Leveraged ETF’s can be a great way to make some good money. But there are risks associated with these ETF’s that are specific to them. That specific risk is called contango.
Leveraged ETF’s use futures contracts to achieve their multiple. They may use any number of futures to achieve this: oil, corn, mini’s, soy beans, etc. etc., the list goes on. But when using futures, there is a problem.
Contango is what happens when the leveraged ETF purchases front month futures, closes them out, and then purchase the next contract for more money. Example: Let’s say I buy a futures contract for $100. Later in the month I close that contract out, and purchase the next month’s futures for $101. Because that new contract cost $1 more, I can now buy 1% less than I could the previous month. No big deal, right? That’s just 1%. However, multiply that by 12 months and you are looking at a 12% loss annualized.
Contango can and will eat away your leveraged ETF gains.

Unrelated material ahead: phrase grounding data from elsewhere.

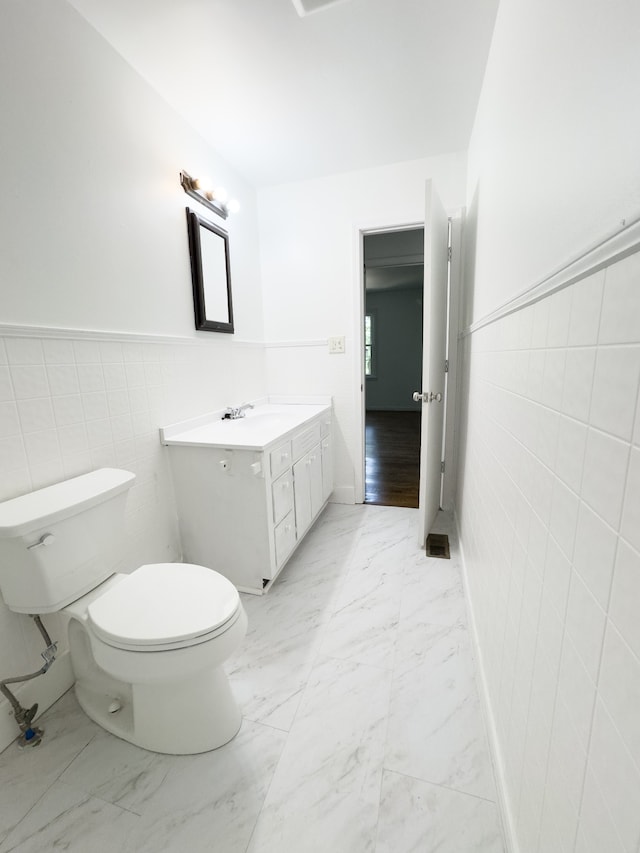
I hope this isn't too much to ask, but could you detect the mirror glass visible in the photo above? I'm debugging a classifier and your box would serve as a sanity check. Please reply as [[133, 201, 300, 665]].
[[186, 208, 234, 333]]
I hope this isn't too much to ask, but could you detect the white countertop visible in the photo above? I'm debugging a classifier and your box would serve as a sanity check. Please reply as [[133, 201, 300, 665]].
[[160, 401, 331, 451]]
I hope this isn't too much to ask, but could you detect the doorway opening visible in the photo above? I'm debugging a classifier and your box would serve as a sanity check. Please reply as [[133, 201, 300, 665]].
[[363, 228, 424, 508]]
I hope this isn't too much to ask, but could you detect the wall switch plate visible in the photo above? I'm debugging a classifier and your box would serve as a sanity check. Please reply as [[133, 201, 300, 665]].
[[328, 336, 345, 354]]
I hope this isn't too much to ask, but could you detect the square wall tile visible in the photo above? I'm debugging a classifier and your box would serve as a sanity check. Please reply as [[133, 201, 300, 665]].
[[0, 366, 13, 401], [17, 398, 55, 433], [549, 477, 579, 559], [46, 364, 80, 397], [587, 699, 640, 852], [543, 534, 572, 620], [77, 363, 105, 393], [99, 341, 123, 363], [598, 622, 640, 769], [572, 502, 617, 609], [43, 339, 74, 364], [555, 416, 587, 493], [576, 769, 626, 853], [542, 348, 566, 411], [564, 571, 606, 684], [568, 270, 605, 347], [562, 348, 596, 422], [23, 430, 61, 467], [580, 429, 630, 530], [5, 337, 44, 364], [599, 250, 640, 344], [10, 364, 49, 400], [589, 346, 640, 441], [0, 434, 27, 472], [546, 287, 573, 348], [86, 419, 113, 449], [609, 540, 640, 661], [0, 401, 20, 438], [52, 395, 84, 427], [557, 632, 597, 746], [57, 423, 89, 456], [82, 392, 109, 422], [73, 340, 100, 363], [620, 447, 640, 553]]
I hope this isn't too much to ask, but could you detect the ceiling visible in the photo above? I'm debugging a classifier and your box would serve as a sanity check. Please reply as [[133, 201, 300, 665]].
[[67, 0, 499, 187]]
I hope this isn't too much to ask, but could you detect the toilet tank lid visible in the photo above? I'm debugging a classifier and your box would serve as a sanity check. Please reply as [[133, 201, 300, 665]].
[[0, 468, 136, 538]]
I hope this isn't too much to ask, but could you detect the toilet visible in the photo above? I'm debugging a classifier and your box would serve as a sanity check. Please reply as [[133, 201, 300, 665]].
[[0, 468, 247, 754]]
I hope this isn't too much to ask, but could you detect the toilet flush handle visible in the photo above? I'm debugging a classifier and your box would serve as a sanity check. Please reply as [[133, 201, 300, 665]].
[[27, 533, 56, 550]]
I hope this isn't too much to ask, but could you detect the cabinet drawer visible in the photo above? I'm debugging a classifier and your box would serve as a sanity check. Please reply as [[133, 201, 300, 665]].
[[270, 440, 292, 479], [291, 422, 321, 461], [275, 511, 296, 567], [272, 469, 294, 524]]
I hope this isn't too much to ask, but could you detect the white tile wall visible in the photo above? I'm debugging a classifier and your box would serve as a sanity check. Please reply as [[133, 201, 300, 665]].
[[0, 331, 267, 680], [456, 248, 640, 853]]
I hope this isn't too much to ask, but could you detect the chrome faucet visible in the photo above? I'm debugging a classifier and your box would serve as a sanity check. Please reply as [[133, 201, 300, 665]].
[[223, 402, 255, 420]]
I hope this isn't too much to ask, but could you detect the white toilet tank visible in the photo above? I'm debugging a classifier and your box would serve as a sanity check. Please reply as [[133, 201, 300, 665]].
[[0, 468, 135, 614]]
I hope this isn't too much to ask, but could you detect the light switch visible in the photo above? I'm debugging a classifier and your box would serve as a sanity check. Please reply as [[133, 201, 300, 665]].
[[328, 336, 345, 354]]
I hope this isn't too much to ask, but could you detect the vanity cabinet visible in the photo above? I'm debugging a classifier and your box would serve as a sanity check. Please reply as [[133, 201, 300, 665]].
[[163, 404, 333, 594]]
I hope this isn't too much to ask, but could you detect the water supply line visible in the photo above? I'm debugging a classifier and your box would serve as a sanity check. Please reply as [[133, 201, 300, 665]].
[[0, 615, 58, 748]]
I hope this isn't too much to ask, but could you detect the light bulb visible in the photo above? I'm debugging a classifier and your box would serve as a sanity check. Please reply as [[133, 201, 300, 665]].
[[213, 186, 228, 204], [227, 198, 240, 214], [194, 175, 213, 193]]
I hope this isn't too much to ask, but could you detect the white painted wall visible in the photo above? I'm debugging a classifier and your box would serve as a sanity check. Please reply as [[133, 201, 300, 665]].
[[0, 0, 267, 747], [457, 1, 640, 850], [0, 0, 264, 341], [466, 0, 640, 323], [257, 153, 467, 501]]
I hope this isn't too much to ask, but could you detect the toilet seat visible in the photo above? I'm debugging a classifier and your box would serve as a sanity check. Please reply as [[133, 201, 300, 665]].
[[87, 563, 240, 652]]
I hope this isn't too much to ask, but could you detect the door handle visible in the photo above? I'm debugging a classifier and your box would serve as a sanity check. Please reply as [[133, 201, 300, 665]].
[[412, 391, 443, 403]]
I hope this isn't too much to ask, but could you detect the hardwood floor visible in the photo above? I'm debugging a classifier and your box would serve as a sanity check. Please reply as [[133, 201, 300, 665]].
[[365, 410, 421, 508]]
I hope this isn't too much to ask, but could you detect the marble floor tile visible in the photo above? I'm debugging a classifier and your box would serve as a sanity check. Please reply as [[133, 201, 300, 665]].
[[376, 770, 504, 853], [385, 620, 496, 800], [246, 656, 392, 853], [121, 718, 286, 853], [59, 729, 176, 815], [0, 691, 100, 843], [0, 781, 139, 853]]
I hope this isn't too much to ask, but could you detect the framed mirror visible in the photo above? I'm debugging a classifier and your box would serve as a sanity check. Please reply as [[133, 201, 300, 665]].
[[186, 208, 234, 333]]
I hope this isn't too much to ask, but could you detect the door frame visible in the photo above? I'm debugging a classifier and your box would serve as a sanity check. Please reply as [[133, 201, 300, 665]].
[[353, 219, 425, 505], [353, 210, 464, 511]]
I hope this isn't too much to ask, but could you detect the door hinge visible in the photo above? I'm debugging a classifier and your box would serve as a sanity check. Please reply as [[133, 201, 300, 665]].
[[447, 246, 452, 262], [444, 359, 449, 373], [441, 461, 445, 474]]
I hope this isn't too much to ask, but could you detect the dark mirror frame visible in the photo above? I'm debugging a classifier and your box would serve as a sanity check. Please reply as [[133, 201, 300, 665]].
[[186, 208, 234, 333]]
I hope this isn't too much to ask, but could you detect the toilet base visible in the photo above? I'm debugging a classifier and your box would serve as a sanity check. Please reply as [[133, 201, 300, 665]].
[[75, 664, 242, 754]]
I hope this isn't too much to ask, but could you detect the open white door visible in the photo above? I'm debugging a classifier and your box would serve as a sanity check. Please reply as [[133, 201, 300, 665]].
[[415, 180, 449, 546]]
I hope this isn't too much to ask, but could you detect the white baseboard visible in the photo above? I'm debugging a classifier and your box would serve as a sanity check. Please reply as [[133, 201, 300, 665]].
[[0, 650, 74, 754], [454, 510, 519, 853], [329, 486, 356, 504]]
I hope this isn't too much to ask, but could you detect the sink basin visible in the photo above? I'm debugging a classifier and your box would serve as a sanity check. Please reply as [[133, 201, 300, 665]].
[[162, 403, 330, 450]]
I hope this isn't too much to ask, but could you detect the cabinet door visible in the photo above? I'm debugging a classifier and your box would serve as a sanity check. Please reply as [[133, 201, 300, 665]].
[[293, 455, 312, 536], [309, 446, 323, 519], [272, 469, 294, 525], [321, 437, 333, 502]]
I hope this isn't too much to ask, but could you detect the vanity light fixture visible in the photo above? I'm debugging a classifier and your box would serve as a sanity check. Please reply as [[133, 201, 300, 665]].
[[180, 171, 240, 220]]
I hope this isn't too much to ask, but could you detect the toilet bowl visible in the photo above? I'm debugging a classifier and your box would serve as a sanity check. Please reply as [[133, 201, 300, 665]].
[[0, 468, 247, 755], [64, 562, 248, 754]]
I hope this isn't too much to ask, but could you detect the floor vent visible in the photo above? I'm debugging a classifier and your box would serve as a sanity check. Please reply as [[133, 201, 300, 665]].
[[425, 533, 450, 559]]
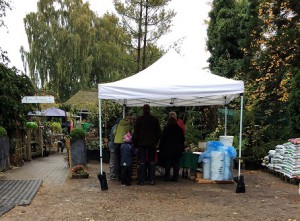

Sometimes, the new contract purchased is cheaper, and that actually helps your ETF. This is called backwardation. Example: I purchase a futures contract for $100, and I sell that contract at the end of the month. I then purchase the next months contract for $99. I can now purchase 1% more. This helps the ETF and your position.
Leveraged ETF’s on the surface seem like a great thing when you are sure of the direction of that ETF. However, there are risks, like contango, that are real and can degrade your position pretty quickly.
It is my opinion that leveraged ETF’s are best suited for day trading or small swing trades. Holding leveraged ETF’s from month to month can be dangerous.